Just as the crisis, a transition will take as long as it takes. Each individual is unique and so is their transition/crisis. We can't put a time limit on it. For example, it's always been said that a mlc takes 3-5 years and that was moved up to 7 years and now we are seeing that it takes some even longer, i.e., possibly 8, 9, 10 or even longer. So, it's all up to the person experiencing the crisis.

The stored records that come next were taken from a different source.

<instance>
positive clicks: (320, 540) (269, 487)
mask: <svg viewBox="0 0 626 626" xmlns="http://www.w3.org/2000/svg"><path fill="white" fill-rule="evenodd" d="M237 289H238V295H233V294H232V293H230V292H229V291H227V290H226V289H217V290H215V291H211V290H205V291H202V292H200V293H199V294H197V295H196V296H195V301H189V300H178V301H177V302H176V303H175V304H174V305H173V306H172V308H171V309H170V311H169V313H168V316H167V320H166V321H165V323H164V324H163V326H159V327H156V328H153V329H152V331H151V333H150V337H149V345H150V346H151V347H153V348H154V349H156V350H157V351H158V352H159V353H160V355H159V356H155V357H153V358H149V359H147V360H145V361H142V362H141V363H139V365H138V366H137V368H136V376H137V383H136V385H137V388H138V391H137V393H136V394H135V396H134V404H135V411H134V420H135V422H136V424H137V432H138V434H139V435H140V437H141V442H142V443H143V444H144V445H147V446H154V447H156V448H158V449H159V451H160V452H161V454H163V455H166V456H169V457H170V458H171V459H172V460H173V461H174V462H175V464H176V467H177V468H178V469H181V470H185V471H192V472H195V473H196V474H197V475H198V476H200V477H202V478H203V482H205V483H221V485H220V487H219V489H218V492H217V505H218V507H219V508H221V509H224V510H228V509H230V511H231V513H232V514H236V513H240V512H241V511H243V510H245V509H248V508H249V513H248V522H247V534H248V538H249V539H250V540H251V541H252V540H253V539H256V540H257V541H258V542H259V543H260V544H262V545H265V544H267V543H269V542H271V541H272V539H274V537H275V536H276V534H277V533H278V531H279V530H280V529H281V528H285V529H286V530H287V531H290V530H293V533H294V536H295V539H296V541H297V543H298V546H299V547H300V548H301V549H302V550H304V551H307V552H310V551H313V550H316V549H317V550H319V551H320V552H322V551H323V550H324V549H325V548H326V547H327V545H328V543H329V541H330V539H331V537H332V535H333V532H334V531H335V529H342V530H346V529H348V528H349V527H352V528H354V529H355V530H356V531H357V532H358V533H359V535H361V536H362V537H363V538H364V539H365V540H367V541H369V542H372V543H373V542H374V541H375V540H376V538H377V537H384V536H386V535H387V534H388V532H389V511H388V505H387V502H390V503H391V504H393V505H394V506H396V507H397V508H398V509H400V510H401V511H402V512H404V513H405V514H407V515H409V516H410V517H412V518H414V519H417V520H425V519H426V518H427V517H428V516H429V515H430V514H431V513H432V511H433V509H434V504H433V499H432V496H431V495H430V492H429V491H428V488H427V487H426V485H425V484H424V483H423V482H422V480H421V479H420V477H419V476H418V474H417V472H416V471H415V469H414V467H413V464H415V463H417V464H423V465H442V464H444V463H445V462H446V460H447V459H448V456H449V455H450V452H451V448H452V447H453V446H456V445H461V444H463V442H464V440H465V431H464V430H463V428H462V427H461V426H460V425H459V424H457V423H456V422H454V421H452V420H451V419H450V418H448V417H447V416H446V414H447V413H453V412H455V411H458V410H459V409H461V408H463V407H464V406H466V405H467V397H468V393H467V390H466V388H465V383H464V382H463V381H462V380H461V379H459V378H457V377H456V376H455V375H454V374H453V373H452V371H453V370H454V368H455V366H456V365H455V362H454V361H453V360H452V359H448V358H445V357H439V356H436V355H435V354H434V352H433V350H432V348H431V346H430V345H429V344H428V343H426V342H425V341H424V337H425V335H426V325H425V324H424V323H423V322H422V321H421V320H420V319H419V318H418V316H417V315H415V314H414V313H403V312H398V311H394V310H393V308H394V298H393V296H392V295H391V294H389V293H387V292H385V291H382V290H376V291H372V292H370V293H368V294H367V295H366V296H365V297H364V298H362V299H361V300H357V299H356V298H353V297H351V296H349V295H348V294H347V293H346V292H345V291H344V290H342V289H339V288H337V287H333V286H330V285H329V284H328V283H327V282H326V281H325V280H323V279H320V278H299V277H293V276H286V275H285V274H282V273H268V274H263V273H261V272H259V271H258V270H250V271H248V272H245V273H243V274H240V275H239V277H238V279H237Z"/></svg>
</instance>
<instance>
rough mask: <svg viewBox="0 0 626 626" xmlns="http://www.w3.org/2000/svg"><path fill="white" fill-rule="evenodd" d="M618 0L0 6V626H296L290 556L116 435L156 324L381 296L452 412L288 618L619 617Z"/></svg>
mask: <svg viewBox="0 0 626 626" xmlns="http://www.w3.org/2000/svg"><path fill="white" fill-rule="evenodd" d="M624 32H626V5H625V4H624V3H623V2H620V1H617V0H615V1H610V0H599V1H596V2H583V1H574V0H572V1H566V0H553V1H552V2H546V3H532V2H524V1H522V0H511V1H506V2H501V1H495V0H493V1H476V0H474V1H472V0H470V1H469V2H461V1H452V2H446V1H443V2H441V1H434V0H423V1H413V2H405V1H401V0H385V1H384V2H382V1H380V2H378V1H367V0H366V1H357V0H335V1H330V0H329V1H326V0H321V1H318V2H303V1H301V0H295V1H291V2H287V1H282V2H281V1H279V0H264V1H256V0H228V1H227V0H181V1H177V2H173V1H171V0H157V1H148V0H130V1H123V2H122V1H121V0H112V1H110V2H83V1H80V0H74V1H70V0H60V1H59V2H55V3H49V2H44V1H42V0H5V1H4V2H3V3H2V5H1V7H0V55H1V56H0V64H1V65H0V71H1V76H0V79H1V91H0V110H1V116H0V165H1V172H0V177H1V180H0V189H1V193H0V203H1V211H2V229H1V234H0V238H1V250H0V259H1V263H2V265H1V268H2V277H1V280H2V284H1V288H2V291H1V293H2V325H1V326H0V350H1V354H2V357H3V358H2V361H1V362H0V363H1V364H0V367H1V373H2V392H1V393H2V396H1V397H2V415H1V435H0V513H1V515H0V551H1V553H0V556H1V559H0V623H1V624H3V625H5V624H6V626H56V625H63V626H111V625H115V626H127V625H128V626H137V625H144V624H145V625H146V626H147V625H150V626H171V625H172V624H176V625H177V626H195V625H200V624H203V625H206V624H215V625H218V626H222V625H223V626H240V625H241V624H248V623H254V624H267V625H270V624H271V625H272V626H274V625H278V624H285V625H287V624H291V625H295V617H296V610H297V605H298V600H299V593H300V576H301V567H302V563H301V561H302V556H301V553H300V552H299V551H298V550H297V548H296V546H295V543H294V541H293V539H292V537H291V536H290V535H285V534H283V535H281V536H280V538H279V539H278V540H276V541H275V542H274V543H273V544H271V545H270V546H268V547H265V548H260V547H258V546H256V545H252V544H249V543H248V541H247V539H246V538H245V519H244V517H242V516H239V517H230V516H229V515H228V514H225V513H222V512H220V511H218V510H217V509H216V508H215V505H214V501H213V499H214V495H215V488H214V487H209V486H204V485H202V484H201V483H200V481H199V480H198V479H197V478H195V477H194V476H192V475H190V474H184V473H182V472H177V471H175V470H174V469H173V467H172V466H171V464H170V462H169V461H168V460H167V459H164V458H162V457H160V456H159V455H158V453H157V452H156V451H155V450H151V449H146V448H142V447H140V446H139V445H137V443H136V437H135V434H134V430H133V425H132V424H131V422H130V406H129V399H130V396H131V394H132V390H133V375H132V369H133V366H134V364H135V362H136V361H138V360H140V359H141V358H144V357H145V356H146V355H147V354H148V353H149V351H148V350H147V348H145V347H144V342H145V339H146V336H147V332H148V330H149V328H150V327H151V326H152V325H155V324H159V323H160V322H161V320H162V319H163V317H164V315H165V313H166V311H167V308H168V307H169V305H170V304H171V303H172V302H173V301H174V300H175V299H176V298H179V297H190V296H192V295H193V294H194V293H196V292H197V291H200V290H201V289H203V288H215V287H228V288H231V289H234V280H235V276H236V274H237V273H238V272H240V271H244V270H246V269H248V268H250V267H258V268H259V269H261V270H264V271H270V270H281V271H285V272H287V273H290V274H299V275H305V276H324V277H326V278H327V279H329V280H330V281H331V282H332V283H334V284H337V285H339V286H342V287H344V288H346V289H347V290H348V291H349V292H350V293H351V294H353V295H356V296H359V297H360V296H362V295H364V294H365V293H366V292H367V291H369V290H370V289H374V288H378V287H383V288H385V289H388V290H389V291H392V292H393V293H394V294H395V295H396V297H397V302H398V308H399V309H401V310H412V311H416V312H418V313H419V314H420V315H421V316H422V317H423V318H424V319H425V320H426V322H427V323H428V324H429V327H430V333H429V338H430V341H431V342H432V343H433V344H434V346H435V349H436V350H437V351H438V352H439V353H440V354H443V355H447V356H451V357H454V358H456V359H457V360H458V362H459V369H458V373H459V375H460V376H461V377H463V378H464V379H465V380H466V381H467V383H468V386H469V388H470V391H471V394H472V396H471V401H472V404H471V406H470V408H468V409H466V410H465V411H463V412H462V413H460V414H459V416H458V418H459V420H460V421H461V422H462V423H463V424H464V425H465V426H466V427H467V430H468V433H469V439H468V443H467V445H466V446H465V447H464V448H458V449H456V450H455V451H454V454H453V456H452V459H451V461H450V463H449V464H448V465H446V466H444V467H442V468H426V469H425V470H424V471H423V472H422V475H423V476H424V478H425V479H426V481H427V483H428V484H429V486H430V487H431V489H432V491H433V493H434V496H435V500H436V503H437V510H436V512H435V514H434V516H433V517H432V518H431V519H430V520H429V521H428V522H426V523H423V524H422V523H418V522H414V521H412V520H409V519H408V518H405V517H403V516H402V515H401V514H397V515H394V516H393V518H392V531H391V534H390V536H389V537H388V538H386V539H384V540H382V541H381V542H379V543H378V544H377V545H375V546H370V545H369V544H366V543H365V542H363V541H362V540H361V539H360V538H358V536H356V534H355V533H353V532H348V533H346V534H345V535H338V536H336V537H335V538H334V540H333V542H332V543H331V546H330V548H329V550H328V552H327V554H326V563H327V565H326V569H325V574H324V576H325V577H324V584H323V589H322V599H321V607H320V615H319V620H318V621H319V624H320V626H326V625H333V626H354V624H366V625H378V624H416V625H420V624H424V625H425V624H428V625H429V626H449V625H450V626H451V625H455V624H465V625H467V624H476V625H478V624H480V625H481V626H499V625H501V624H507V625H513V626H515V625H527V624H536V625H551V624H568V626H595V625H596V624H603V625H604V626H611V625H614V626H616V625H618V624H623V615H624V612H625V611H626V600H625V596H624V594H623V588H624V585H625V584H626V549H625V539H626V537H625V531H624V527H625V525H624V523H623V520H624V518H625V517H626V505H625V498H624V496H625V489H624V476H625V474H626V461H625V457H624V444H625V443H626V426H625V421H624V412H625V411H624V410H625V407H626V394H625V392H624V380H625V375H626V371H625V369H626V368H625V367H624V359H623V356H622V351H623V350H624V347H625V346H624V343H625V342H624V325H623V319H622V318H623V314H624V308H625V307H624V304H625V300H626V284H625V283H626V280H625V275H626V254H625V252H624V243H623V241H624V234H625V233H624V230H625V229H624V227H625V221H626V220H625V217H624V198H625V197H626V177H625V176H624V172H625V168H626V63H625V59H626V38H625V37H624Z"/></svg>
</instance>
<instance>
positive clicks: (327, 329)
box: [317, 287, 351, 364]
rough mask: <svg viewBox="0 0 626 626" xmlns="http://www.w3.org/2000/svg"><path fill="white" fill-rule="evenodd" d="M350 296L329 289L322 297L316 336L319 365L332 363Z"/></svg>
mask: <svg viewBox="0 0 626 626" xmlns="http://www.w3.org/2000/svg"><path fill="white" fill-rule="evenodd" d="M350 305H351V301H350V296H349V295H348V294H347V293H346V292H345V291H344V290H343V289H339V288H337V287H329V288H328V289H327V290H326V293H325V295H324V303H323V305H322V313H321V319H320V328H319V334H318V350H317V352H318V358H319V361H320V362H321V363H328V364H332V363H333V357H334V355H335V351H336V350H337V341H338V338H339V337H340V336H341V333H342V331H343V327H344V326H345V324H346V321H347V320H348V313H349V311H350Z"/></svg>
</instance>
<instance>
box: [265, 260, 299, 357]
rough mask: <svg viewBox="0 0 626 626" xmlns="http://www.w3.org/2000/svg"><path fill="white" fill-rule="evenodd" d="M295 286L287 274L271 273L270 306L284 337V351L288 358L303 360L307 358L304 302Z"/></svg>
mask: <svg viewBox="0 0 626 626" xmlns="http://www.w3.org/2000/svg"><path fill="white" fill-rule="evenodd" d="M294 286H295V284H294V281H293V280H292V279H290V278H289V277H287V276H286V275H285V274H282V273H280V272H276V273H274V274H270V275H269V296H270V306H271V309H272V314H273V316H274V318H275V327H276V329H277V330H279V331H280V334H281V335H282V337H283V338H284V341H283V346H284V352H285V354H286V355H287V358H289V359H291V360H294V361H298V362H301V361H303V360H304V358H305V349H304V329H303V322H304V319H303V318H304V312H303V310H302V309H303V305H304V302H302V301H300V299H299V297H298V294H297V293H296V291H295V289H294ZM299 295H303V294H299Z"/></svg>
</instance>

I would suggest that you buckle up, be ready to listen, but also, do not rely on just his words, i.e., actions will speak louder than words. If all he offers is lip service, then he's not ready to recommit and do the hard work. It's difficult, but it's not about you, the marriage or the children. It's about him and what may have transpired in his life a long time ago and he really does need to face those demons, accept that there are some things he can't change and learn to love and be happy w/himself as he is today. Seeking the illusive happiness in external things will not make him happy except for a short period of time. He will come to realize that happiness comes from within and that's his lesson to learn, we can't teach him that.

Be kind to yourself, rediscover the person you were before all of this began. You just might find that you are happy being that new and improved you.


Sit quietly, the answers will reveal themselves when you least expect them to.
The past is gone, the present is a gift and you need to focus on today, allow the future to reveal itself when it is ready.